I haven't used Excel on it, but I had decent luck with peroxide (1 ounce of household hydrogen peroxide per 10 gallons of water ). In a particularly bad case I resorted to using antibiotics (erythromycin) see: http://www.malawicichlidhomepage.com/aquainfo/algae_erythromycin.html


----------



## Red (Aug 20, 2009)

Thanks for the suggestions, I've got more options now than when I first discovered the problem

I have BGA on a piece of driftwood - I thought I might just boil the wood in water but may just get rid of it to be safe (good excuse for visit to LFS). The outbreak seems to be localized to the front of the tank and the largest piece about the size of a quarter the rest is just pebble sized flecks on the substrate.

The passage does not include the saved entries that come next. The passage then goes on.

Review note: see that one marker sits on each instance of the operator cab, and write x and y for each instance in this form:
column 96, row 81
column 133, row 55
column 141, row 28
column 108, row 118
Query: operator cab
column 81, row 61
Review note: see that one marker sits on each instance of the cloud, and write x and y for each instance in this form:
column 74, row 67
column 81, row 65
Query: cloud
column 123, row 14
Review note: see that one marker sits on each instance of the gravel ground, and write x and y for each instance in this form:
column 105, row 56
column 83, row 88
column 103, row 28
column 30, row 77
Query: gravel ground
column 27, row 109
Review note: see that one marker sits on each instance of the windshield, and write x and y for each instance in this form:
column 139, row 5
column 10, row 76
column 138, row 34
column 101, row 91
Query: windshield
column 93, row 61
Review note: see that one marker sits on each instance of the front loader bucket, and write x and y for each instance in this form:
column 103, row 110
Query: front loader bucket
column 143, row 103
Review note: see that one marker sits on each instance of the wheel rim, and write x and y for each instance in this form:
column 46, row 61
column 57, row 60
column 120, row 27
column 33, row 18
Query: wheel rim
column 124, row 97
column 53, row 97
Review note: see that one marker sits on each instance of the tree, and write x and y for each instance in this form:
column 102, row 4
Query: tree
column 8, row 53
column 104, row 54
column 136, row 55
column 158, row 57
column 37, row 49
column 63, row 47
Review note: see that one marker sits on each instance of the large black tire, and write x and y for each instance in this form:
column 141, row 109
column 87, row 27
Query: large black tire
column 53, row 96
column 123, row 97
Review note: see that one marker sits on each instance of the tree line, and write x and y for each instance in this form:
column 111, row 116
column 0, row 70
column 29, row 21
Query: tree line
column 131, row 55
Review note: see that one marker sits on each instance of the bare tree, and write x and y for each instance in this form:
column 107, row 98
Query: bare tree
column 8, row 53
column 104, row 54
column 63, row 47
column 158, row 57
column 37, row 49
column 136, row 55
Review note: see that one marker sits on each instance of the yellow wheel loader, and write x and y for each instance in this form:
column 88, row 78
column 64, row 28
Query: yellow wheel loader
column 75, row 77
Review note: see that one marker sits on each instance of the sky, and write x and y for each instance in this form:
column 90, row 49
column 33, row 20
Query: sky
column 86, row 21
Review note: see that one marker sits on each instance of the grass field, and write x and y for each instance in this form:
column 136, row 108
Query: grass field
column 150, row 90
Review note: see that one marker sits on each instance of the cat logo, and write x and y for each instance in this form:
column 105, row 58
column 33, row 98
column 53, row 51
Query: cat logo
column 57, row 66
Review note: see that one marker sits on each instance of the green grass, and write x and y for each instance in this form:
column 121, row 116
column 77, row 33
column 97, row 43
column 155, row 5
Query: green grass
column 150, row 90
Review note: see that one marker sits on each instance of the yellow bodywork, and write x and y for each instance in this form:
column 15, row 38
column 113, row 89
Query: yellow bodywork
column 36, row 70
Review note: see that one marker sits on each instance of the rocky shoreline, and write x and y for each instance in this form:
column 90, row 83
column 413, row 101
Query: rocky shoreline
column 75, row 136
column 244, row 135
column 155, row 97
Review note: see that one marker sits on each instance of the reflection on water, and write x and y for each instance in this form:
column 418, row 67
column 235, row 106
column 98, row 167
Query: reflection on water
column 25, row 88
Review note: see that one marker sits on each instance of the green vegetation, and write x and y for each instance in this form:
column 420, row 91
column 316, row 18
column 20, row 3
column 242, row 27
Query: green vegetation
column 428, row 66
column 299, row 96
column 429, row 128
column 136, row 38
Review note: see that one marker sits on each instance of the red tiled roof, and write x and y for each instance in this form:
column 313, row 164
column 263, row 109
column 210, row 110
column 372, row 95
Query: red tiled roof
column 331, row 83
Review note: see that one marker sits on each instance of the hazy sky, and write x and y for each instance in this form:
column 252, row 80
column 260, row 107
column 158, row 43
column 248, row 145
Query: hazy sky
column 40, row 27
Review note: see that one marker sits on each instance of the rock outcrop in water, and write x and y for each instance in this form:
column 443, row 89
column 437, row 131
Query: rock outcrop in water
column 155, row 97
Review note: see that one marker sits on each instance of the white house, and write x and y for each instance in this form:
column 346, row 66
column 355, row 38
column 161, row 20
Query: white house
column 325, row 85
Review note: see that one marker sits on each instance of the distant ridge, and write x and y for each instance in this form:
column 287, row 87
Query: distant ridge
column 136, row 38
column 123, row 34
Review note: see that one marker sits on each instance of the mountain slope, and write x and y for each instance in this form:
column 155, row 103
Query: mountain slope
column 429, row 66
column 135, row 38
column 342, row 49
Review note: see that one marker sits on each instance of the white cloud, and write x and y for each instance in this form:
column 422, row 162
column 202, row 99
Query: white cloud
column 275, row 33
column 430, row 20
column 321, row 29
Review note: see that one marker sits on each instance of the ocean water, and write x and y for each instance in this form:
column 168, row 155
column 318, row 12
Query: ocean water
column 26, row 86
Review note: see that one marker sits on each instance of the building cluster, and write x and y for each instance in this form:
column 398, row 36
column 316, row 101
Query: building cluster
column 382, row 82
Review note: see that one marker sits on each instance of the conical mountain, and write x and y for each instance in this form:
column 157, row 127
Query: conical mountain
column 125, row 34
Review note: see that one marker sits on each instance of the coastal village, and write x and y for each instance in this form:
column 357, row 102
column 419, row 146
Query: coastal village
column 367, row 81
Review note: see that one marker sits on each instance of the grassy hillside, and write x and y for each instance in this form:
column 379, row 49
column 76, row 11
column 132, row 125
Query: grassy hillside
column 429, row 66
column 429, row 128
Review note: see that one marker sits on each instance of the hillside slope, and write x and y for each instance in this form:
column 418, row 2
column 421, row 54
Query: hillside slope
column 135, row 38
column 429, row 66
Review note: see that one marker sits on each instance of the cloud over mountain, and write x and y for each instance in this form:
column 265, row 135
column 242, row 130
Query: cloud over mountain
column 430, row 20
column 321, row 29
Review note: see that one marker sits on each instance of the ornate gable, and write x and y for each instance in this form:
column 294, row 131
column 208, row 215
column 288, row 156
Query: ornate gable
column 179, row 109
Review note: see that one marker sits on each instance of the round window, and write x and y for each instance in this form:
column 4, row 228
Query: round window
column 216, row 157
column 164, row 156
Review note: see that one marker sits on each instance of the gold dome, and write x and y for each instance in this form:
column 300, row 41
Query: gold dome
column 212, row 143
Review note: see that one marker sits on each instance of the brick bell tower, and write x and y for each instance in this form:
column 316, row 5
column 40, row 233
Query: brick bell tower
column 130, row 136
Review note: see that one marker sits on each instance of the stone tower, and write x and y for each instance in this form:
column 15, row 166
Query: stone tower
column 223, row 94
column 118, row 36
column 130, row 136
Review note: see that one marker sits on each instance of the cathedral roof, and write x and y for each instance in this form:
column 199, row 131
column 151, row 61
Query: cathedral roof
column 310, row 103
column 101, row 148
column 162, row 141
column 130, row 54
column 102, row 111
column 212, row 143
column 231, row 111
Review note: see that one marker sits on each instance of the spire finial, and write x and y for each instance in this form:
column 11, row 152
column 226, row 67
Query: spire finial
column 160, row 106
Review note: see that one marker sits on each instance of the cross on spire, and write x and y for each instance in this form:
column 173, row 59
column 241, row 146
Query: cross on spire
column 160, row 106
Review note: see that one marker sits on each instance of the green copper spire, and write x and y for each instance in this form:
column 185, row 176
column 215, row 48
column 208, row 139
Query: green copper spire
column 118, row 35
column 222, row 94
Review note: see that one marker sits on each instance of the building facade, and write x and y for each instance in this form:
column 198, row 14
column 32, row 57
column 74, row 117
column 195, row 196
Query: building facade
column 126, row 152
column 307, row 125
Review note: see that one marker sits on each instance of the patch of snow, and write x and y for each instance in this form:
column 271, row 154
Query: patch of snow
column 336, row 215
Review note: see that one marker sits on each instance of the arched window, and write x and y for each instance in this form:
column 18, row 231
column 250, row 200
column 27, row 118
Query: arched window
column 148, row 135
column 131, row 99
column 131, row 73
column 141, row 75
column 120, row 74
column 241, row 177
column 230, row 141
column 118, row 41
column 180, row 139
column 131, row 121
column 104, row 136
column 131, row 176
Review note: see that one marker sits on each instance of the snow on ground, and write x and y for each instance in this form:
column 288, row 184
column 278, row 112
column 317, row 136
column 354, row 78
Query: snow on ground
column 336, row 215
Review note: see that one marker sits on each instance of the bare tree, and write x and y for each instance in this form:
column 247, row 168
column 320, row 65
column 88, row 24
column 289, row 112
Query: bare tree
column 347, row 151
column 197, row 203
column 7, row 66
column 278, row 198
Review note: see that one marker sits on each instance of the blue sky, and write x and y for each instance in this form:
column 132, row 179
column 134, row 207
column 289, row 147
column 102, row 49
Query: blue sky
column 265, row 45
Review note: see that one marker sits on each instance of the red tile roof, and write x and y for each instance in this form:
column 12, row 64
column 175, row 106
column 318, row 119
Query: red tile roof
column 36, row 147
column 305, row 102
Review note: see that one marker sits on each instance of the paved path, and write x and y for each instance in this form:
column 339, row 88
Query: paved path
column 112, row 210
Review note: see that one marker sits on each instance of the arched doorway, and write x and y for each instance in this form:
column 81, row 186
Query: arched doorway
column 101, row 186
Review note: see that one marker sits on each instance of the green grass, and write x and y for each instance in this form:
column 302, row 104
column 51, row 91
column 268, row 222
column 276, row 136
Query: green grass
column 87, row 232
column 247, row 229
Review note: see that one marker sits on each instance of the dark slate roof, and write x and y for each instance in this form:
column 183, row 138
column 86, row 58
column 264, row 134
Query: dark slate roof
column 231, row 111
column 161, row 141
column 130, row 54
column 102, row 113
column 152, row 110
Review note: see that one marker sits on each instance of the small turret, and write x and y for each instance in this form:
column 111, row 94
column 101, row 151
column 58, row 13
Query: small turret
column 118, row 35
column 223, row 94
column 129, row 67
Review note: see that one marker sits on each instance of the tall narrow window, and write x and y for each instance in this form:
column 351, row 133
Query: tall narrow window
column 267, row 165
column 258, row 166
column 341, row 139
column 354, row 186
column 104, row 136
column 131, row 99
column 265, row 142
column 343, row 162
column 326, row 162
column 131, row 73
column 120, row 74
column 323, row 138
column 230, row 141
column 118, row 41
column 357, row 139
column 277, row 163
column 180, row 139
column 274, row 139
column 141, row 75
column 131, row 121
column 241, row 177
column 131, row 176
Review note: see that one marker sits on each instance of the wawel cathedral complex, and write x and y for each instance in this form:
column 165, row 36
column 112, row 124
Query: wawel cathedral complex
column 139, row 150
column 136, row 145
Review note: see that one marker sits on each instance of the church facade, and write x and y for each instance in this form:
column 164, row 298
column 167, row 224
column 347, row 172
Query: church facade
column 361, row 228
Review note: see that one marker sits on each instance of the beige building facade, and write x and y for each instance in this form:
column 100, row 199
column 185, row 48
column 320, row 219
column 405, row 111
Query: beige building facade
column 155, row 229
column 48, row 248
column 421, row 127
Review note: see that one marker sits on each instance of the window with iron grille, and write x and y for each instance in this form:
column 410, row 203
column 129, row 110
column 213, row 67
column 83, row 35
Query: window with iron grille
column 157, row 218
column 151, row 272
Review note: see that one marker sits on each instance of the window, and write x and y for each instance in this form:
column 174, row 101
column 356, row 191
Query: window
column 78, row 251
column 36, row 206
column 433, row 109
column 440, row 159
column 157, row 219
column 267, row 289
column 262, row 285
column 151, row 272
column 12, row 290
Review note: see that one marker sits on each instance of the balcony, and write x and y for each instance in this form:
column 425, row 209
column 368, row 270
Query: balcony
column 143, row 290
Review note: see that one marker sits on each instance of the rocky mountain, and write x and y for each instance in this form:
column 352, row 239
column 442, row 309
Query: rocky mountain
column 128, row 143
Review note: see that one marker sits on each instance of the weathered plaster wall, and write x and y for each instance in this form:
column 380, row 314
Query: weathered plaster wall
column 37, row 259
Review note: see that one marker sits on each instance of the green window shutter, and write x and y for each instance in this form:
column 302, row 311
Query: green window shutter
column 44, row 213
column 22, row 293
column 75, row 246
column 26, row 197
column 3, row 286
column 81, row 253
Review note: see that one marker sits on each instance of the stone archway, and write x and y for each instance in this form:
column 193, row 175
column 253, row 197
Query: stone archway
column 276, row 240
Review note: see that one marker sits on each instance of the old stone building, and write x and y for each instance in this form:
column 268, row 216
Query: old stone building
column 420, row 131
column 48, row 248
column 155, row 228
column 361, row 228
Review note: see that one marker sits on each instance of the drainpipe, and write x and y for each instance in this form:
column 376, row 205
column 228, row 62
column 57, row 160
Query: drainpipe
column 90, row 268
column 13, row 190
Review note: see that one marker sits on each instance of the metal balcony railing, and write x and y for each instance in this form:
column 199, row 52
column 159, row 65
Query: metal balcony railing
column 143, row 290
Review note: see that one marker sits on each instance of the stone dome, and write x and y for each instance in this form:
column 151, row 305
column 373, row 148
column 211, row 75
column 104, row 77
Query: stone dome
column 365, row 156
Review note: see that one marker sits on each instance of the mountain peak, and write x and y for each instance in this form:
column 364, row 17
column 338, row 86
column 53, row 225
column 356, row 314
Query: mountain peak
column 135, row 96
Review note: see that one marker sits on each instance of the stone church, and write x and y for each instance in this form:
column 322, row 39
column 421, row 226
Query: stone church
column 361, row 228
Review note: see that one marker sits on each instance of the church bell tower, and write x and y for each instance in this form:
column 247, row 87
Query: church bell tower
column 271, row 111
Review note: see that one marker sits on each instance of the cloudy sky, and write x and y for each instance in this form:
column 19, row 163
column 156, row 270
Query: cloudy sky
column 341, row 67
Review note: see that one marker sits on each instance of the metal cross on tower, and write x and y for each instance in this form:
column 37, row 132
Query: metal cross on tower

I have no inverts just plants & fish so peroxide is OK. I have been scooping up daily but realize that is only a temporary fix.

Is there a way of determining water circulation (food dye?)?

Does the hydrogen peroxide need to come into direct contact with the BGA, if so what's the best method of applying?


----------



## Calmer (Mar 9, 2008)

Red said:


> Does the hydrogen peroxide need to come into direct contact with the BGA, if so what's the best method of applying?


Use a syringe or a syringe with airline tubing attached to direct the hydrogen peroxide to the affected area. http://en.wikipedia.org/wiki/File:Syringe.jpg
More information here:
http://www.gpodio.com/h2o2.asp


----------